Some hikers reported a garter snake up the trail a little. I did see a crow chasing a hawk, but I didn't get a good enough look at the hawk to identify it. Reagan Goodyear and her family came along and had seen it too but in reverse with the hawk chasing the crow - she as well didn't get a very good look at the hawk, but thought it may have been a broad-winged. On the way out a hermit thrush was singing.



Bracebridge Lagoons
Posted on April 22, 2004 at 08:10:04 AM by gerald willmott

Was at the lagoons last afternoon (Wednesday) and saw a few treats.

besides the Scaup, Buffleheads, Wood Ducks, and Ringnecked Ducks were a pair of Blue Winged Teal, Amr. Kestrel, Yellow Rumped Warlber, Brown Creeper.



Rusty Blackbirds, Purple Finches - Bay Lake
Posted on April 22, 2004 at 07:28:53 AM by Kip Daynard

On Tuesday I found a flock of 8-10 very vocal Rusty Blackbirds near the corner of Bay Lake Rd. and King Sideroad.

Several male Purple Finches have also been visiting our silo feeders over the last few days.

Yesterday a female Hooded Merganser checked out a Flicker/Bufflehead nesting box I have mounted on a tree about 12feet up near the shore of the lake.
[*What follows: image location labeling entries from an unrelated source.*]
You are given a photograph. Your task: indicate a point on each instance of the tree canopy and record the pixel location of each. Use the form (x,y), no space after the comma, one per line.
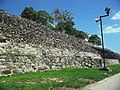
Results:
(40,17)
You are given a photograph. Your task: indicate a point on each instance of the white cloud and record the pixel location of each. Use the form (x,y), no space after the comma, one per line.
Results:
(112,29)
(116,16)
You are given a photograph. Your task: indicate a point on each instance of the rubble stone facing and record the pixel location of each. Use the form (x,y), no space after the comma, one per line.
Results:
(26,46)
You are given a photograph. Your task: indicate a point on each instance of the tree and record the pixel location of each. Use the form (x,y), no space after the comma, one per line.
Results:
(40,17)
(29,13)
(44,17)
(94,39)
She was accompanied by a male and seemed interested, but I expect the quarters were too cramped and they have not settled in.
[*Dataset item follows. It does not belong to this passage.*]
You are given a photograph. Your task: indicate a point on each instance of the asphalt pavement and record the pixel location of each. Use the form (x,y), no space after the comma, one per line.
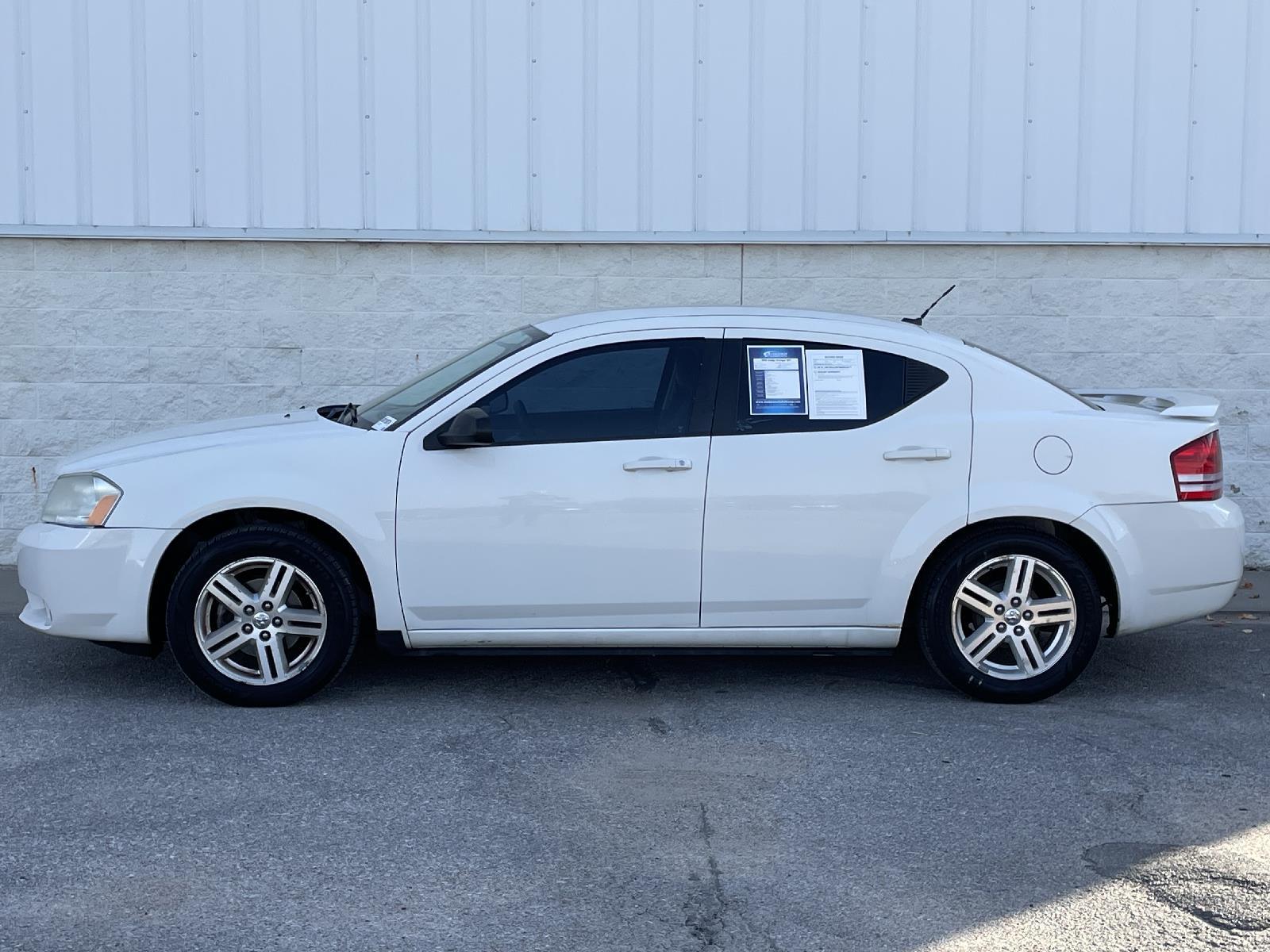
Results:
(639,804)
A small flock of Evening Grosbeaks was in the area earlier in the week.



Pine Siskins and Purple Finches, Bala
Posted on April 22, 2004 at 00:43:41 AM by Eleanor Kee Wellman

After the downpour finished this afternoon 7 male and 1 female purple finches came into my feeders along with at least 6 pine siskins.



nesting red headed woodpeckers
Posted on April 21, 2004 at 09:27:48 AM by Leslee Tassie

A woman I work with, Mary Jane Ewens and her husband live out in Port Carling, down Todholm road which is just off Foreman Road. She reported to me that they have had a pair of red headed woodpeckers nesting in their yard which have had two young. She confirmed the sighting with her birding guide, and is certain they are red headed woodpeckers.
Steve and I went home from work yesterday, to find a pair of mallards at the front of our house (Santa's Village Road, Bracebridge), checking out what has fallen from our feeders. They seemed to be curious and exploring the whole front and side yard, not too concerned with our presence. We do get them in the creek at the back of our house but never up at the front.



Upland Sandpiper
Posted on April 21, 2004 at 07:08:36 AM by sylvia purdon

Monday April 19; 0915hr
Corner of Canning Road and District 13;on the wires overlooking the fields at the Raspberry Farm:

Upland Sandpiper (1)



Speedy Mallard ...
Posted on April 21, 2004 at 00:57:24 AM by Paul Smith

I was southbound on Hgwy 11 this morning and caught up to a southbound Mallard about 30 feet over the center of the road. No traffic, so I eased up then stayed even with him for 5 or 6 seconds. 80 KPH - with no wind to speak of ...



Pine Warblers
Posted on April 20, 2004 at 09:17:46 PM by Brenda Clark

As we walked along Sedore Road suddenly I realized those weren't just juncos trilling, and I soon found a pine warbler in full view and song. We heard several more before the walk was over, along with wood ducks, a group of purple finches, and the regular crowd of "black" spring arrivals.
We also just completed a bike trek on a portion of the Nipissing Trail north of Magnetewan on the weekend. The woods there were full of brown creepers, kinglets, a variety of woodpeckers, and many winter wrens. We also heard loons, sandhill cranes, and a barred owl.



Re(1): blue-headed vireo
Posted on April 20, 2004 at 01:33:01 PM by Al Sinclair

Blue-headed normally arrives about 1 month before other vireos.



blue-headed vireo
Posted on April 20, 2004 at 12:54:13 PM by John Challis

Walking the dogs down Rocksborough Rd. at 7 am today, I heard a vireo that would likely be a blue-headed (solitary) vireo. Al Sinclair: Would that be more likely than a red-eyed vireo at this point in the season?
Also this morning the dogs flushed a mallard from a nest containing six eggs.



Bracebridge Lagoons
Posted on April 19, 2004 at 07:14:17 PM by Brian Pfrimmer

I was at the lagoons on Saturday about 4:30 to 5:30 pm. besides what everyone saw on Sunday, I saw Green & Blue wing Teal, Common Merganzer, American Kestral, Savannah & Song Sparrow, Tree Swallow and 30 Wood Ducks.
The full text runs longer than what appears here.